On the flip side, Carter, Bagley and Duke silenced Moore in the second half, holding him to just four more points and forcing him to foul out after he scored 14 in the first. 

“We didn’t do anything to him except we went to our bigs, and our bigs can play, so you’re going to foul them unless you double them,” Krzyzewski said Tuesday.

It certainly worked for Duke in the end—Carter had 23 points and 12 rebounds to go along with Bagley’s eventual strong scoring effort with 12 points in the second half and 16 for the game.

"In the first half, they were winning the rebound margin and [Carter] was on Moore, who was getting a few offensive rebounds and putbacks," Allen told reporters. "I told him to rebound and if he’s boxing him out, I’ll come down and get those long rebounds over his head, he just needs to get a body on him. Just certain stuff like that, and then it’s fixed in an instant.”

Although free-throw shooting was once a concern for both of Duke's twin towers, it wasn't on Wednesday—Carter and Bagley combined to finish 18-of-24 from the charity stripe. 

Carter was able to stay on the floor to take those free throws and be more of a threat on defense because of a newfound commitment to verticality on defense. It got him two blocks Tuesday and helped him swat four shots against Miami Jan. 15, including a late block of Hurricane big man Dewan Huell that gave Duke a key stop late. 

“At Miami, they only said he blocked four shots, but it’s hard for me to believe. I thought he blocked four in the last 10 minutes,” Krzyzewski said Saturday. “He’s protected our rim very well.
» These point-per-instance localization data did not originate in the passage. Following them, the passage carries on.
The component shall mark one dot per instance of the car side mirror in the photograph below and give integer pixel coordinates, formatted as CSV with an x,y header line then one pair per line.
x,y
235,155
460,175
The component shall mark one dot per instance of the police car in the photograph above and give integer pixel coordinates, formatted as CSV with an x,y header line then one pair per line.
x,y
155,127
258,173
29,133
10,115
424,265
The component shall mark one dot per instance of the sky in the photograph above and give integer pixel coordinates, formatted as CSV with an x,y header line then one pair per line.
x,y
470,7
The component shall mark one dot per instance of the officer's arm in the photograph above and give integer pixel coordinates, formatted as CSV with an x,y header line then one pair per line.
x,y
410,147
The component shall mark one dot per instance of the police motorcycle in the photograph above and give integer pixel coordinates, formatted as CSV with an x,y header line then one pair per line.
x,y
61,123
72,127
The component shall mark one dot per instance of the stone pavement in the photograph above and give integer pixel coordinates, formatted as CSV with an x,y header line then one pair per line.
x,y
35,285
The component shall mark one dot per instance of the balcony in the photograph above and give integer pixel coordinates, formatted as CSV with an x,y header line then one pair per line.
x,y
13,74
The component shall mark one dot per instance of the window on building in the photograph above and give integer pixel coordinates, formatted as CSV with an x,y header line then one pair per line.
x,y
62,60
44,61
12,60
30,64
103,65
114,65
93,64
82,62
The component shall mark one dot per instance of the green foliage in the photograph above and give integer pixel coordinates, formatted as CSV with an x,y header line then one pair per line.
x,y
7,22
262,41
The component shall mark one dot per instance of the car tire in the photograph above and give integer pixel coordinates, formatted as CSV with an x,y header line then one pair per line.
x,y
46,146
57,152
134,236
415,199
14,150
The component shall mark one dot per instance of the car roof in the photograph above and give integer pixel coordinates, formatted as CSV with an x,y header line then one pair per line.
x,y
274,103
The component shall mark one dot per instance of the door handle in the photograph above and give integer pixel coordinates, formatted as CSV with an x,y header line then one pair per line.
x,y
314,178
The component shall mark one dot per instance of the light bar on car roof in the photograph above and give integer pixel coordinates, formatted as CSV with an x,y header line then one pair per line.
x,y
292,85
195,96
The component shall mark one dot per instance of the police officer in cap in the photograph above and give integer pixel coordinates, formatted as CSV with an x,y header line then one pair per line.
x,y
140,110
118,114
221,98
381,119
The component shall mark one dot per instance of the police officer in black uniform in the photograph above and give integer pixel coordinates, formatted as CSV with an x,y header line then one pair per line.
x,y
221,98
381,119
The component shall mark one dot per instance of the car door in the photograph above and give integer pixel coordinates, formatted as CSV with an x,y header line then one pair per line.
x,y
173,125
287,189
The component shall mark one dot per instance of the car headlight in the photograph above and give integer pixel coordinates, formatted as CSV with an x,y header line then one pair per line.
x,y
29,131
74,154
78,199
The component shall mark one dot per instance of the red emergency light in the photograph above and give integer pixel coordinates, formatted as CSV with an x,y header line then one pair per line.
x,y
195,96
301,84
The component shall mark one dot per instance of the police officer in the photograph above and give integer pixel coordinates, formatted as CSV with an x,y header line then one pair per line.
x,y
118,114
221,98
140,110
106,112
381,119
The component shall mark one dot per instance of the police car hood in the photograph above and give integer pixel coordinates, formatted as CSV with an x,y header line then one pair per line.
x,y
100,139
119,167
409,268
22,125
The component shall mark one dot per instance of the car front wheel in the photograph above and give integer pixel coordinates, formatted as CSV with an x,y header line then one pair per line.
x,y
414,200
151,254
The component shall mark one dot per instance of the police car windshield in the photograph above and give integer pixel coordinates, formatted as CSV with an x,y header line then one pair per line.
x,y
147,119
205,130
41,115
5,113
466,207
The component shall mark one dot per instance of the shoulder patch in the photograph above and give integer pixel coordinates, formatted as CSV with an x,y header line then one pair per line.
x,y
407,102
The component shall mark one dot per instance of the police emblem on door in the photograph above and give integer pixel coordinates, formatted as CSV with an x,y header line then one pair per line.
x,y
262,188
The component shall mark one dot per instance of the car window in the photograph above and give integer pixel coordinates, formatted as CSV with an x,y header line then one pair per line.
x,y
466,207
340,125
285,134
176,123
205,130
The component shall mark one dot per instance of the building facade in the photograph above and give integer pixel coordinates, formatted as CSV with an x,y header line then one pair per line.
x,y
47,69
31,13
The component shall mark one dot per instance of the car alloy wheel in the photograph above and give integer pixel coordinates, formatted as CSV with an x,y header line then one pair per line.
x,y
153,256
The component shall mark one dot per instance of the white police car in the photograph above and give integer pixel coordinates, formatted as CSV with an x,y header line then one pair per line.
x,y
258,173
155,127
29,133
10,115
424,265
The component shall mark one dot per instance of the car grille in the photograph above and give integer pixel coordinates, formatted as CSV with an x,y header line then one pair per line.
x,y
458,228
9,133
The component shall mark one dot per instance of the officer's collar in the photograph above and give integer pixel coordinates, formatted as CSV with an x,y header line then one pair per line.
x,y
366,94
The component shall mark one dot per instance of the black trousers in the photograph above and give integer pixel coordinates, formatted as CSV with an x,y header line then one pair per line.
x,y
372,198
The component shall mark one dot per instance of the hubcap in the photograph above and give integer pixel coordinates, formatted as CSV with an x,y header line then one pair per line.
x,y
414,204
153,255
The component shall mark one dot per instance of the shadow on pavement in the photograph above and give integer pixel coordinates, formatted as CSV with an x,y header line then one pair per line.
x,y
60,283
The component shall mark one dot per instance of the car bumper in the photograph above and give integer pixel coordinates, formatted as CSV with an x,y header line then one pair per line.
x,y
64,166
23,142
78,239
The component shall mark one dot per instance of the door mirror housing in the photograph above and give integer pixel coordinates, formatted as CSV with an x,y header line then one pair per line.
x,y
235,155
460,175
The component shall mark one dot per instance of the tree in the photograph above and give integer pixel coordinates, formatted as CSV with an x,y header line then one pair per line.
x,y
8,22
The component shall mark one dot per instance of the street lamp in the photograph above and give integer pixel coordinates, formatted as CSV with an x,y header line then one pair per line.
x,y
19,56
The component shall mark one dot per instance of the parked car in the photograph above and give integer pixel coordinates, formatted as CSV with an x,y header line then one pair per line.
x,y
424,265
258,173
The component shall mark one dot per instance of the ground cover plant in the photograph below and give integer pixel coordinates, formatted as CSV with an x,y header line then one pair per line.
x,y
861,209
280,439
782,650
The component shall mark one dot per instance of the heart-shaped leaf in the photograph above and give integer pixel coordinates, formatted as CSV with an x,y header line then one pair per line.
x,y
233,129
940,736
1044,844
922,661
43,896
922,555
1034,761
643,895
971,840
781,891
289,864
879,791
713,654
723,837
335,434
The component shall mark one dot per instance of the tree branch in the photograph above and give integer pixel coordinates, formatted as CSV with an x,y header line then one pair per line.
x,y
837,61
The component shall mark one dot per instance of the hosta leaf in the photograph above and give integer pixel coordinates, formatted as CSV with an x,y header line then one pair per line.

He and Marvin have learned to be in the restricted area and not to take charges, but to use the principle of verticality and go straight up. A lot of players never learn that. But as a freshman, Wendell has got it down.”

Carter says he was worked hard on his defense, in particular on his lateral quickness. 

“I guess it’s something that our coaches have been preaching to us, so I’ve definitely been more jumpity or excited on the defensive end,” Carter said after Saturday's game. 

Another change that has helped Carter’s quickness: he’s 12 to 15 pounds lighter than when he arrived at Duke, Krzyzewski said. He was never out of shape or too big, Krzyzewski said, but Carter now has better endurance and is more confident facing the basket. 

“He’s always been good, so improvement means that he’s gotten real good, but he’s always been good. He’s been one of the better players in the league, and in the country,” Krzyzewski said. “He’s going to play basketball for a long time and be a very good player because he can shoot, he can handle, he’s smart, and he’s 6-10, 245. Other than that, he stinks, you know?”